Spectral transfer for metaplectic groups. II. Hecke algebra correspondences

TL;DR

This paper explores the relationship between metaplectic groups and special orthogonal groups through Hecke algebra correspondences, emphasizing the preservation of L-parameters and the role of local root numbers in character differences.

Contribution

It revisits existing Hecke algebra equivalences from an endoscopic perspective, highlighting how L-parameters are preserved and character differences relate to symplectic local root numbers.

Findings

L-parameters of irreducible representations are preserved.

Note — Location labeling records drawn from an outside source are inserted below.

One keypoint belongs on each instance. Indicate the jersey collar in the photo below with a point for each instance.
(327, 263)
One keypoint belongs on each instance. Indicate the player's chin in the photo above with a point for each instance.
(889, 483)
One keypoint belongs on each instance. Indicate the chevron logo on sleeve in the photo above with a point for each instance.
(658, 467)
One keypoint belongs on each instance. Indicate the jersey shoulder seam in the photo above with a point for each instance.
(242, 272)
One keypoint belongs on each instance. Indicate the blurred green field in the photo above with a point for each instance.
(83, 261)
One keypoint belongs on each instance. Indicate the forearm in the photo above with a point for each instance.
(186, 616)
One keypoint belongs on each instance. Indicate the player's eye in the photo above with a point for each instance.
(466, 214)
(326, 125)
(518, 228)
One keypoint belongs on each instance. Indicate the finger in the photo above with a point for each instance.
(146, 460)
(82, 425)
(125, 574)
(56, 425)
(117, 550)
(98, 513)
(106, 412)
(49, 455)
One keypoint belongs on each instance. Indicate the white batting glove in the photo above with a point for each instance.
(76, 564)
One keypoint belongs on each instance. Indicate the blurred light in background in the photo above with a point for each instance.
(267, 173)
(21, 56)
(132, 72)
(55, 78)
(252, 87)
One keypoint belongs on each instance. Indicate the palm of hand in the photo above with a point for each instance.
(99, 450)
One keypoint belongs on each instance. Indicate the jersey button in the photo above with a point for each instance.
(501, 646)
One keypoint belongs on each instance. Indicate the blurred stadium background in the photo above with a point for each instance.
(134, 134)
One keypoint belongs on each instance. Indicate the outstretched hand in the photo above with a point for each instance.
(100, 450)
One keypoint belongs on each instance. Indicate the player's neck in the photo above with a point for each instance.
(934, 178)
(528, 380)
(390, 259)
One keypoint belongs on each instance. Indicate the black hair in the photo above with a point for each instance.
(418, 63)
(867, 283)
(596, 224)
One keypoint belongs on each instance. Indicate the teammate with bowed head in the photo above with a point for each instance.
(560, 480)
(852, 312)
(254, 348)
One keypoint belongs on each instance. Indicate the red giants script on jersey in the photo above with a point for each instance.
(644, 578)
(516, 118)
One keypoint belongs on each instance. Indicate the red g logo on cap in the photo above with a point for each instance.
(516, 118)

Character differences are governed by symplectic local root numbers.

Endoscopic perspective clarifies the structure of Hecke algebra correspondences.

Abstract

Let $\mathrm{Mp}(2n)$ be the metaplectic group over a local field $F \supset \mathbb{Q}_p$ defined by an additive character of $F$ of conductor $4\mathfrak{o}_F$. Gan-Savin ($p \neq 2$) and Takeda-Wood ($p=2$) obtained an equivalence between the Bernstein block of $\mathrm{Mp}(2n)$ containing the even (resp. odd) Weil representation and the Iwahori-spherical block of the split $\mathrm{SO}(2n+1)$ (resp. its non-split inner form), by giving an isomorphism between Hecke algebras. We revisit this equivalence from an endoscopic perspective. It turns out that the L-parameters of irreducible representations are preserved, whilst the difference between characters of component groups is governed by symplectic local root numbers.